Gartner analysts highlighted three key trends for supply chain leaders this year:
A New Frontier of Performance
Many companies are working on building out the foundational components of an end-to-end supply chain across disparate businesses, focusing on improving core supply chain functions, and creating more common processes and systems across them, Gartner said. More-advanced companies describe a wide range of initiatives that build on the foundation, including end-to-end supply chain segmentation, simplification, cost-to-serve analytics, multi-tier visibility and supply network optimization.
"What differentiates the top companies is where they are in the life cycle of these innovations," said Stan Aronow, a research director at Gartner. "The leaders have gone beyond the theory and are now deploying the capabilities that others are just starting to consider. In doing so, they are finding new and creative ways to use these capabilities, exploring synergies and opportunities they hadn't necessarily anticipated in advance. Leaders are discovering that the combination of capabilities they are now implementing brings them to a new frontier of performance, and affords them an entirely new toolbox with which they can orchestrate the optimization of their business and leap ahead of the competition."
A New Imperative for Smarter Growth
Against a backdrop of slow growth, many companies might have been expected to retrench and slip back to focusing their supply chains solely and exclusively on delivering cost reductions and efficiency gains to corporate bottom lines. Instead, in 2013, leaders are embracing a new imperative for growth, realizing they have to get smarter about how they do it, Gartner finds.
"At leading companies in diverse industries, the supply chain organization is no longer narrowly focused on driving efficiencies and cost cutting; it sees itself, and is seen by its CEO, as a growth enabler," said aid Debra Hofman, managing vice president at Gartner. . "Part of 'getting smarter' about growth is partnership across the business. Leading high-tech and consumer product companies, for instance, are approaching new markets with cross-functional teams that include sales, marketing, operations and IT to holistically design a synchronized entry strategy: starting with the customer and designing the right product, pricing, margin targets, service levels, and supply chain network design and tradeoffs that will all work together to achieve the goal."

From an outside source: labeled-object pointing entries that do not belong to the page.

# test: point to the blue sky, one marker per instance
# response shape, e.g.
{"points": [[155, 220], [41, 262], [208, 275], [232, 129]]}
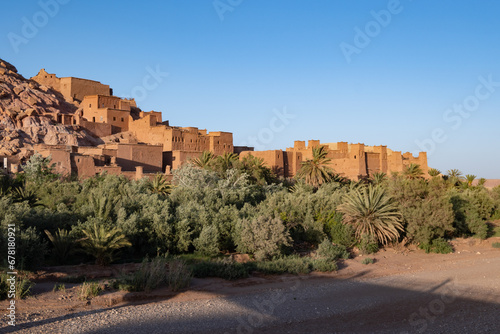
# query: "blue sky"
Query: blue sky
{"points": [[415, 79]]}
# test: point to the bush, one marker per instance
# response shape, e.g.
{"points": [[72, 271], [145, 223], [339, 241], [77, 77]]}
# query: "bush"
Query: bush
{"points": [[153, 274], [324, 265], [89, 290], [73, 279], [208, 241], [329, 251], [22, 286], [222, 268], [31, 249], [341, 234], [440, 246], [368, 245], [426, 209], [286, 265], [263, 236], [179, 275]]}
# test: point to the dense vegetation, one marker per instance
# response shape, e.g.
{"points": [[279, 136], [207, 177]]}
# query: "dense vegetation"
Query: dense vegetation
{"points": [[222, 205]]}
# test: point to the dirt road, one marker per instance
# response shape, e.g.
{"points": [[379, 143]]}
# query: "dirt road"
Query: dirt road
{"points": [[454, 293]]}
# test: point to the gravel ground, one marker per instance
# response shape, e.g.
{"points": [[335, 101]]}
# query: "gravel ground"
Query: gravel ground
{"points": [[463, 298]]}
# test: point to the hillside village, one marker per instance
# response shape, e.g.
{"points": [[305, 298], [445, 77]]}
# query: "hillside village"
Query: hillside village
{"points": [[86, 130]]}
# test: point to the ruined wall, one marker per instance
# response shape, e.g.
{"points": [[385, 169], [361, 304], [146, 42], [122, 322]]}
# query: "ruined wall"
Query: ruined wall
{"points": [[357, 160], [71, 88], [97, 129], [274, 159], [175, 159], [60, 156], [83, 165], [129, 156], [77, 89]]}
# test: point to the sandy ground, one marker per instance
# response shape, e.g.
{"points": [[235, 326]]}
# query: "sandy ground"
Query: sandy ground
{"points": [[404, 291]]}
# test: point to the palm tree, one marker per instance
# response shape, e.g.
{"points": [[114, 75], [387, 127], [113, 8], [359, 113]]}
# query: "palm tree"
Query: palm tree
{"points": [[205, 160], [379, 177], [103, 243], [413, 171], [62, 242], [372, 212], [454, 173], [316, 171], [470, 178], [159, 185], [454, 176], [434, 172]]}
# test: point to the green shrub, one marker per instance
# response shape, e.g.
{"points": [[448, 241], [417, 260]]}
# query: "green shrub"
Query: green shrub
{"points": [[208, 241], [329, 251], [324, 265], [89, 290], [155, 273], [286, 265], [179, 275], [440, 246], [341, 234], [102, 243], [63, 244], [22, 285], [368, 244], [263, 236], [31, 249], [425, 206], [73, 279], [222, 268]]}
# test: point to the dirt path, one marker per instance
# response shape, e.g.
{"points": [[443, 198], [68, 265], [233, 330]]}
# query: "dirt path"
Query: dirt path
{"points": [[402, 292]]}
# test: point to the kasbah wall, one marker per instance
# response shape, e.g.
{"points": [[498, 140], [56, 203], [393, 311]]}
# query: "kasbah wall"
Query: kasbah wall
{"points": [[353, 161], [158, 147]]}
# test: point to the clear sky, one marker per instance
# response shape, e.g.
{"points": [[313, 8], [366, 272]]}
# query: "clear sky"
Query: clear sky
{"points": [[412, 75]]}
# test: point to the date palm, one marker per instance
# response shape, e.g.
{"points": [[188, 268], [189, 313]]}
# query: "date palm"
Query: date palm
{"points": [[470, 178], [103, 243], [455, 173], [205, 160], [63, 243], [413, 171], [372, 212], [316, 171], [159, 185], [379, 177], [434, 172]]}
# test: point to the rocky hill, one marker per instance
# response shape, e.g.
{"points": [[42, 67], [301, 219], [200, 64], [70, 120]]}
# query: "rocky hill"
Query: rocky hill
{"points": [[28, 114]]}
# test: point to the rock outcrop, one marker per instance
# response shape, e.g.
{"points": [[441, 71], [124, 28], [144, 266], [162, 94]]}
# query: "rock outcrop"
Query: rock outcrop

Getting to the Heart of Talent
Acquiring, developing and retaining supply chain talent continues to be a major focus area for companies, and Gartner continues to publish extensive research in this area. Companies are investing time and resources in expanded university relationships, rotational programs, enhanced career progression planning specific to supply chain, multichannel learning options, supply chain certification programs, supply chain leadership development, and others.
"Leading supply chain organizations are going beyond specific talent initiatives to look at the fundamentals of motivation in their supply chain teams," said Aronow. "For them it's about engaging hearts, not just minds; it's about igniting passion and excitement for the work, not just compliance. These organizations use terms such as wanting to be a 'destination company,' or an 'employer of choice' in supply chain. They're finding ways to connect individual activity not only to their corporate goals, but to a larger aspirational goal."